Project proposals are subject to the approval of the instructor; I invite you to send a draft proposal before the deadline, even before the beginning of the semester, to get feedback, so you can start the project right away.

Proposals should be submitted as text, HTML, or PDF files, through Canvas.

Status updates

Each Tuesday before class, you will be asked to turn in a brief project status update through Canvas. This need only be a paragraph or a few bullet points. It should cover:

Also, you must track your project with a version control system like Git and share your repository with me on GitHub or Bitbucket, whichever you prefer. Make regular commits, and push before each weekly status update so I can see your latest code.

I recommend using your commit messages to narrate your progress, with the messages explaining the purpose of each commit, what problems you’re trying to solve, and so on, so your weekly status update can essentially be a summary of the commit messages.

I will use your status updates and code to help guide your projects.

Project grading

Through your status updates, and through access to your code, I’ll grade your projects on several criteria, similar to the grading in 36-650/750:

Practices
Is your code readable, well-organized, and easy to understand?
Design
Is your code well-designed, modular, and easy to maintain and extend?
Representations, Algorithms, and Data Structures
Did you use appropriate algorithms and data structures to meet the goals you set for yourself?
Correctness, Elegance, and Performance
Is your code correct, elegant, and fast?

To judge whether your project succeeded, I’ll also consider the goals you set for yourself in your proposal. It’s okay if you don’t meet all these goals, as long as your status updates are clear about the problems you faced while trying to do so. In other words, “I didn’t meet any of my goals” is bad, but “I tried X, Y, and Z, but still couldn’t meet this goal for this reason” is good.

The tutorial

As you work on the project, you will also prepare a written tutorial on a method or technology you used. For example, if your project parallelizes a statistical algorithm, you can write a tutorial on using the parallelization tools you used; if your project uses Spark to analyze network data, you can write a tutorial on Spark’s network features. Your tutorial should be about the methods or technologies you used, not about the specific thing you made – if you implemented a particular parallel algorithm, write a tutorial on how to parallelize algorithms, not a tutorial on how to use your specific implementation of a specific algorithm.

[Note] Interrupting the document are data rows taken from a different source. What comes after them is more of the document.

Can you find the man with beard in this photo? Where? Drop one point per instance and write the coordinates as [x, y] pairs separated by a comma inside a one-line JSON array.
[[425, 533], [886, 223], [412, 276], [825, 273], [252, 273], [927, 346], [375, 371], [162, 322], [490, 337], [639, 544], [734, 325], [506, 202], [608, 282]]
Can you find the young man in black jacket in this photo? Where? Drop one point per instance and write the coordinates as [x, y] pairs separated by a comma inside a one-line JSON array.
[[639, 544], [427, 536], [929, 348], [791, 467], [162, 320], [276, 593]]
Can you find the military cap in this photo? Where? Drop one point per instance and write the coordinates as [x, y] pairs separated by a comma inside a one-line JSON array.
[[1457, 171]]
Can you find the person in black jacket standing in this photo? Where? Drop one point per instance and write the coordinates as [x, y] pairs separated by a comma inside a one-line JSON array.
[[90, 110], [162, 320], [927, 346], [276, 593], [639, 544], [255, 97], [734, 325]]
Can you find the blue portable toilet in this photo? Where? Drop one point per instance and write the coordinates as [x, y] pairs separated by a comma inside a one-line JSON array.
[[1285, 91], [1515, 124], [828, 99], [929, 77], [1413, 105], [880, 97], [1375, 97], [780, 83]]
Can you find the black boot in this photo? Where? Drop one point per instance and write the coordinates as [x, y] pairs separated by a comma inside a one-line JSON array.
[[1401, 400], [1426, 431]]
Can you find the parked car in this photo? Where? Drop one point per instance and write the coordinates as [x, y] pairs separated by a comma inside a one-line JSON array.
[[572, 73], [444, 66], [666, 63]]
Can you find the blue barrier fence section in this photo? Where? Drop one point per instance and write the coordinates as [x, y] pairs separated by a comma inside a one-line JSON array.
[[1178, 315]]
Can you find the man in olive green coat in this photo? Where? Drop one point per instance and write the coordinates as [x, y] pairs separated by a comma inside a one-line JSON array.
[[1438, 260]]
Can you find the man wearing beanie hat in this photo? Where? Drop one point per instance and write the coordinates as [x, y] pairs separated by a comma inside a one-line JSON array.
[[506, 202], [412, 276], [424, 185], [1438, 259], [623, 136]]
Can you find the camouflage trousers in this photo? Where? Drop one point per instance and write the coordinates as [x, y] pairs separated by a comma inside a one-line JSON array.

Think of the tutorial as a blog post or wiki page for your fellow classmates to use if they are interested in the same topic. What should they know to get started? Describe the basic principles of the topic, give example code and setup instructions, and link to other tutorials or references you found useful during your project.

Ideally, these tutorials can be posted on the course website, for future graduate students to benefit from.

Tutorials should be submitted in a convenient editable format, ideally Markdown or RMarkdown files. No Word files; LaTeX only if there is no other option.

The final presentation

In the last week of class, you will give a brief 15-minute presentation summarizing your project, what you accomplished, and what tools you used. This presentation can summarize of the written tutorial and also discuss any interesting obstacles you hit, results you obtained, and so on. (If you parallelized an algorithm, tell us how fast it is; if you made a new analysis tool, show off its results.)